Fiery30 · 04/05/2024 12:08

I think cuddling , stroking, and just laughing/talking after ejaculation is lovely, rather than simply turning away and falling asleep. You could fall asleep in each other's arms. That makes me, as a woman, feel special.

PinotPony · 04/05/2024 15:10

Get into her mind before you get into her knickers. You could press all the right buttons but it won't matter a jot if she doesn't feel desired and, more importantly, desirable.

Ester Perez quite rightly states that female desire is selfish. A woman cannot feel passion and desire if she is flattened by the responsibilities of childcare, of meeting her partner's needs, if she's anxious about work. If you want to be a great lover, you have to find ways for her to be free of those constraints, to allow her to truly relax and be playful. To give her the space so she can properly focus on how she feels in that moment.

Thehairyhand · 04/05/2024 23:57

@Fiery30 It was on the relationship board a few months ago that I perhaps read a reply that had a biggest impact on me and I wish I’d have responded but didn’t know what to say as man without sounding crass.

She said that her husband makes her feel like a woman, a mother and a lover!

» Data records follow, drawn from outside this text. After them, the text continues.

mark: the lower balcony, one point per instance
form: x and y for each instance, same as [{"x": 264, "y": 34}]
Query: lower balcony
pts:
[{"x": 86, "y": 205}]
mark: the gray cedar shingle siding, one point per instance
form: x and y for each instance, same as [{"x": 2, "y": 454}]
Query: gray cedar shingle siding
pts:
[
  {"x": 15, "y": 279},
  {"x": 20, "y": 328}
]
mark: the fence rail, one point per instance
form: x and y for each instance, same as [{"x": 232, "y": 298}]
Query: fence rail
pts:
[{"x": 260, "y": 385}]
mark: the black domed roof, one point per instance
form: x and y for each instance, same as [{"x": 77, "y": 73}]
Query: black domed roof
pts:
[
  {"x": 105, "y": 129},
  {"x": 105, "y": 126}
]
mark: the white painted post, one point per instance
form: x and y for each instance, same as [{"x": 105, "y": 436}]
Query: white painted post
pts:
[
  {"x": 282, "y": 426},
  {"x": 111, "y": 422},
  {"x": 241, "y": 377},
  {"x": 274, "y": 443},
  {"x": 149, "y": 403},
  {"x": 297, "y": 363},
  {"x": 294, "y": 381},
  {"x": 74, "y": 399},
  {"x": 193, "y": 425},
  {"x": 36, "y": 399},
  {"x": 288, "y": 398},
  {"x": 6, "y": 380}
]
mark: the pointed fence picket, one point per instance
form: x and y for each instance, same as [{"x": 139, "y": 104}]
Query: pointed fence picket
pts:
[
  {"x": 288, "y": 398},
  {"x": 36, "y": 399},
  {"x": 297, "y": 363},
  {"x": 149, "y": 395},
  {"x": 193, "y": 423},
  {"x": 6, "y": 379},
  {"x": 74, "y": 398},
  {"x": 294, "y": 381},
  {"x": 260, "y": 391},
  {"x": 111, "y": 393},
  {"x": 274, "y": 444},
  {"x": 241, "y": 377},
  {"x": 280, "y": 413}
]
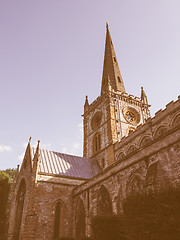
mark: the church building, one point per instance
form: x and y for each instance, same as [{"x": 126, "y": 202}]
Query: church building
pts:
[{"x": 56, "y": 194}]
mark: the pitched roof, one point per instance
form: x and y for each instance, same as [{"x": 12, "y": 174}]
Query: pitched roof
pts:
[
  {"x": 111, "y": 68},
  {"x": 67, "y": 165}
]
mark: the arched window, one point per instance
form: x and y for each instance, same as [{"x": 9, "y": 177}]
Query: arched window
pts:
[
  {"x": 19, "y": 209},
  {"x": 103, "y": 163},
  {"x": 97, "y": 142},
  {"x": 119, "y": 80},
  {"x": 104, "y": 204},
  {"x": 58, "y": 223},
  {"x": 80, "y": 221}
]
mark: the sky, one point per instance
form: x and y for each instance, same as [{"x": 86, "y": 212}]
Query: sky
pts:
[{"x": 51, "y": 57}]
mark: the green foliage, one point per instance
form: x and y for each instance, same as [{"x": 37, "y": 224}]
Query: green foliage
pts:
[
  {"x": 65, "y": 238},
  {"x": 4, "y": 193},
  {"x": 154, "y": 215},
  {"x": 8, "y": 173},
  {"x": 110, "y": 227}
]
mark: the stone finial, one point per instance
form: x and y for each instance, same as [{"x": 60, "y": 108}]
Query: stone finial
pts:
[
  {"x": 143, "y": 96},
  {"x": 107, "y": 24}
]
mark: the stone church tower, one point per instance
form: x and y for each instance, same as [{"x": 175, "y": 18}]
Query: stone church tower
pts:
[
  {"x": 56, "y": 195},
  {"x": 114, "y": 114}
]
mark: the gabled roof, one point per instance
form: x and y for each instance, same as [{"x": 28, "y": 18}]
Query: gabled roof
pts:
[{"x": 67, "y": 165}]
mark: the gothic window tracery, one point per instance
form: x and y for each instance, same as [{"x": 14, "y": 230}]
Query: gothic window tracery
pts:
[
  {"x": 104, "y": 204},
  {"x": 96, "y": 142},
  {"x": 176, "y": 121},
  {"x": 96, "y": 121}
]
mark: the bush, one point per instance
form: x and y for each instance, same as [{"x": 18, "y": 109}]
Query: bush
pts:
[{"x": 154, "y": 215}]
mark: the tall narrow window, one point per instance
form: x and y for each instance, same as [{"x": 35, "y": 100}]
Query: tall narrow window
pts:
[
  {"x": 97, "y": 142},
  {"x": 58, "y": 223},
  {"x": 104, "y": 204},
  {"x": 19, "y": 209},
  {"x": 80, "y": 221}
]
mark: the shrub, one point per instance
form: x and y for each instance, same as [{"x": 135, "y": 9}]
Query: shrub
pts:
[{"x": 154, "y": 214}]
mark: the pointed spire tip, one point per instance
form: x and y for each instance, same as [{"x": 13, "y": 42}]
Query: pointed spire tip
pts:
[{"x": 107, "y": 25}]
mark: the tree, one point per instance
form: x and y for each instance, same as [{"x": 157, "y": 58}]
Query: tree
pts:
[{"x": 6, "y": 179}]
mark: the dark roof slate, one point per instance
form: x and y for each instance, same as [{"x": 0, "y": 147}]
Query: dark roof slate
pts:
[{"x": 67, "y": 165}]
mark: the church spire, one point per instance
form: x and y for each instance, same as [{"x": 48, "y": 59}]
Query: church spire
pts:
[
  {"x": 143, "y": 96},
  {"x": 111, "y": 68}
]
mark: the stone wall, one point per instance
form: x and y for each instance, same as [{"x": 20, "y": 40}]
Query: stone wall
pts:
[{"x": 148, "y": 157}]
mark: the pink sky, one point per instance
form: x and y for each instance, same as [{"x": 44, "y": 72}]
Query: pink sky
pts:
[{"x": 51, "y": 56}]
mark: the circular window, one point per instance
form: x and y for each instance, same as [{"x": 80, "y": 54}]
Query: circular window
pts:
[
  {"x": 96, "y": 121},
  {"x": 131, "y": 115}
]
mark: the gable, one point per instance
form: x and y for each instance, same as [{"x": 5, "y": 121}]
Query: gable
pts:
[{"x": 67, "y": 165}]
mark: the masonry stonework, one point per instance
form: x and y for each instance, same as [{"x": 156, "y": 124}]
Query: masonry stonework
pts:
[{"x": 125, "y": 150}]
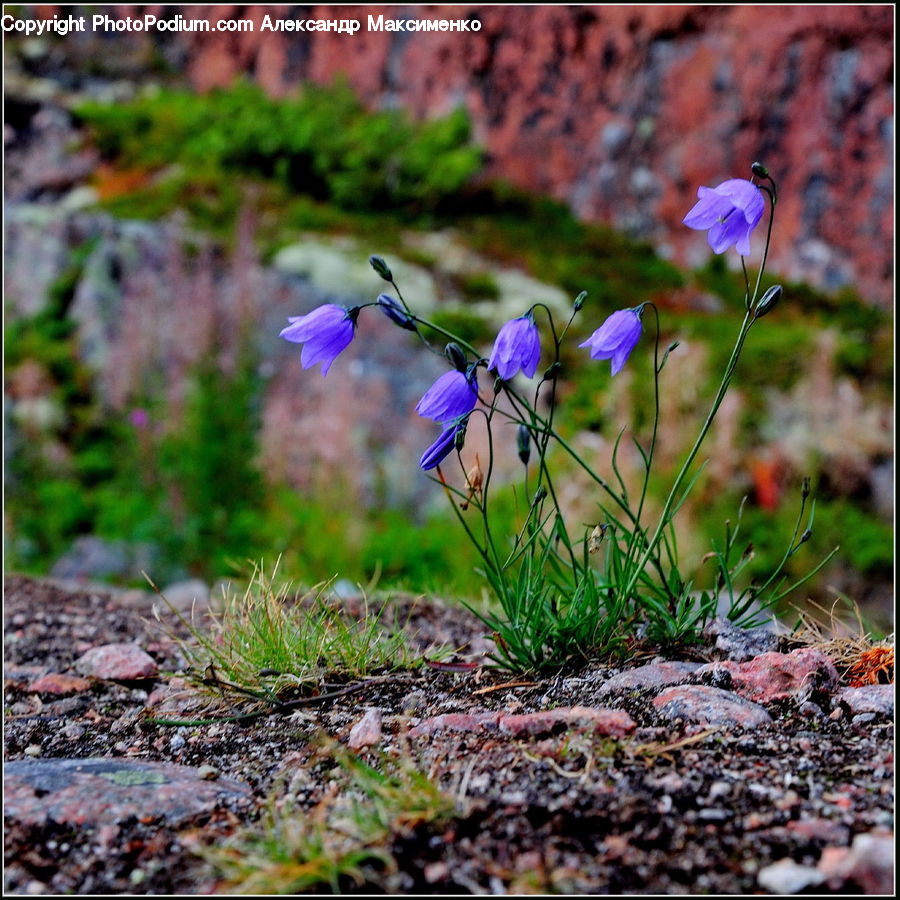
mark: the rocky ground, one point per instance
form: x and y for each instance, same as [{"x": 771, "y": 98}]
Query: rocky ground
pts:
[{"x": 743, "y": 768}]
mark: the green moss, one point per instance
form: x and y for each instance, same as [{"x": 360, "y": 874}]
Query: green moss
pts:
[{"x": 320, "y": 142}]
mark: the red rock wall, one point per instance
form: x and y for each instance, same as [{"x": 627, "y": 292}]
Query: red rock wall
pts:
[{"x": 622, "y": 111}]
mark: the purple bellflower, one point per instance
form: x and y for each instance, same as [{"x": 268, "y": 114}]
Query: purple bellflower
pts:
[
  {"x": 324, "y": 333},
  {"x": 730, "y": 212},
  {"x": 616, "y": 337},
  {"x": 441, "y": 448},
  {"x": 517, "y": 348},
  {"x": 452, "y": 396}
]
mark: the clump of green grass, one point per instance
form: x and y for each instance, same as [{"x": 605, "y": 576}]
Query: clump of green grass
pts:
[
  {"x": 267, "y": 643},
  {"x": 345, "y": 841}
]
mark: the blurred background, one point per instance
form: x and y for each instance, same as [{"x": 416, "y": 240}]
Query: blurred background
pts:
[{"x": 171, "y": 197}]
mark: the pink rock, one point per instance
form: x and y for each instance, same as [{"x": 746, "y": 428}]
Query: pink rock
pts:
[
  {"x": 824, "y": 830},
  {"x": 776, "y": 676},
  {"x": 367, "y": 731},
  {"x": 710, "y": 706},
  {"x": 117, "y": 662},
  {"x": 487, "y": 721},
  {"x": 868, "y": 863},
  {"x": 612, "y": 722},
  {"x": 654, "y": 675},
  {"x": 55, "y": 683},
  {"x": 876, "y": 698}
]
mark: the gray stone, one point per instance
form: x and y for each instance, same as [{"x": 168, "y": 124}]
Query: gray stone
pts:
[
  {"x": 710, "y": 706},
  {"x": 188, "y": 595},
  {"x": 91, "y": 557},
  {"x": 102, "y": 791},
  {"x": 788, "y": 877},
  {"x": 868, "y": 863},
  {"x": 367, "y": 731},
  {"x": 117, "y": 662},
  {"x": 655, "y": 675},
  {"x": 740, "y": 644},
  {"x": 874, "y": 698}
]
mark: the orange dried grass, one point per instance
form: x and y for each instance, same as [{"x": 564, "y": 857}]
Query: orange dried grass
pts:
[
  {"x": 860, "y": 660},
  {"x": 874, "y": 666}
]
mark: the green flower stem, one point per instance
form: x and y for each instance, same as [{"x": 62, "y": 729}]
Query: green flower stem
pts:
[
  {"x": 746, "y": 325},
  {"x": 667, "y": 512},
  {"x": 648, "y": 459},
  {"x": 544, "y": 472}
]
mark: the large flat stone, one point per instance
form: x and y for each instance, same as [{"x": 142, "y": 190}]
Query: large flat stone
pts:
[
  {"x": 102, "y": 791},
  {"x": 710, "y": 706}
]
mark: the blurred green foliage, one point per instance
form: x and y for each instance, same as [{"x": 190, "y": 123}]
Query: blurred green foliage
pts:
[
  {"x": 320, "y": 142},
  {"x": 318, "y": 161}
]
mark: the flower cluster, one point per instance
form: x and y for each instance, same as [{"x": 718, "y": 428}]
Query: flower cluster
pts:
[{"x": 728, "y": 212}]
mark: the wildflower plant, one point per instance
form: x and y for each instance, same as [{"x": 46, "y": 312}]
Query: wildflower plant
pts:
[{"x": 565, "y": 595}]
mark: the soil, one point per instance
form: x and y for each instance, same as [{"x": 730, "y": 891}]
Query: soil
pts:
[{"x": 673, "y": 807}]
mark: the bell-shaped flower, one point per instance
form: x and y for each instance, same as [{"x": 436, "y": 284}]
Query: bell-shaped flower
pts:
[
  {"x": 730, "y": 212},
  {"x": 616, "y": 337},
  {"x": 452, "y": 396},
  {"x": 324, "y": 333},
  {"x": 516, "y": 349},
  {"x": 441, "y": 448}
]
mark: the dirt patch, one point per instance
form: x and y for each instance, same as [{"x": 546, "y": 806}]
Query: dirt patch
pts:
[{"x": 553, "y": 802}]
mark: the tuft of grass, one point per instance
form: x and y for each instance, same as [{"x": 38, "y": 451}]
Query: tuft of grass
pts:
[
  {"x": 267, "y": 643},
  {"x": 345, "y": 841},
  {"x": 859, "y": 656}
]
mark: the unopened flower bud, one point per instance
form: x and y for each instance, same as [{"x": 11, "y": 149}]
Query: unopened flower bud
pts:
[
  {"x": 769, "y": 300},
  {"x": 596, "y": 537},
  {"x": 523, "y": 444},
  {"x": 381, "y": 267},
  {"x": 395, "y": 312},
  {"x": 457, "y": 357}
]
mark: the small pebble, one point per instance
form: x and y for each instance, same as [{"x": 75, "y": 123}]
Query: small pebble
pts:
[
  {"x": 787, "y": 877},
  {"x": 811, "y": 710}
]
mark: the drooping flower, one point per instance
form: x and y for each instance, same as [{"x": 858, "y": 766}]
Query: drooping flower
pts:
[
  {"x": 452, "y": 396},
  {"x": 324, "y": 333},
  {"x": 616, "y": 337},
  {"x": 730, "y": 212},
  {"x": 395, "y": 312},
  {"x": 517, "y": 348},
  {"x": 441, "y": 448}
]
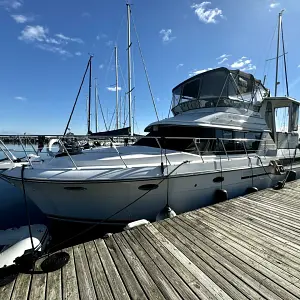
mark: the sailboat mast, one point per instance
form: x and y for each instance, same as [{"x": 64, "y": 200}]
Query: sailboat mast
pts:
[
  {"x": 284, "y": 59},
  {"x": 96, "y": 106},
  {"x": 277, "y": 56},
  {"x": 90, "y": 93},
  {"x": 117, "y": 87},
  {"x": 129, "y": 69}
]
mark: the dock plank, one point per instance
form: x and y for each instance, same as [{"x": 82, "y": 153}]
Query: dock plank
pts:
[
  {"x": 214, "y": 291},
  {"x": 38, "y": 283},
  {"x": 101, "y": 284},
  {"x": 130, "y": 281},
  {"x": 69, "y": 279},
  {"x": 177, "y": 282},
  {"x": 263, "y": 275},
  {"x": 85, "y": 283},
  {"x": 117, "y": 286},
  {"x": 21, "y": 287}
]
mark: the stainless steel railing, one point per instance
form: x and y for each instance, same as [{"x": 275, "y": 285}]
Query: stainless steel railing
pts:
[{"x": 196, "y": 141}]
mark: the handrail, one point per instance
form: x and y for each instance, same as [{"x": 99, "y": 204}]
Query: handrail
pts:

That then became the goal. I hope along the way I also make her feel special!

OP posts:
PeaceLikeThis · 05/05/2024 01:00

I’d say don’t ask or listen to other random women's opinions (possibly men on this board anyway with the amount that have been deleted for pretending to be women) listen only to the person you’re with.

SaraS12 · 05/05/2024 14:39

Understand that the act of making love and being intimate doesn’t end as soon as he’s cum.

Shropshiregirl51 · 06/05/2024 08:47

Mysticguru · 04/05/2024 09:50

That the clitoris is the peak of the mountain and there are lots of tracks to the summit.

I totally love this statement. !!

BunnyOnTheOnion · 06/05/2024 09:21

Pull your weight as a domestic partner/ parent so there's no underlying resentment slowly killing her affection for you. Make sure you both get equal downtime... If you get to have hours for a hobby each week make sure she has the same freedom. Make time to do fun things together, even if it's just cooking a nice meal while drinking wine and chatting. Turn off your phones! Don't think of sex as only PIV or as always being over when the man has had an orgasm. Have intimate times that doesn't follow a script of foreplay>PIV>orgasm>fall asleep!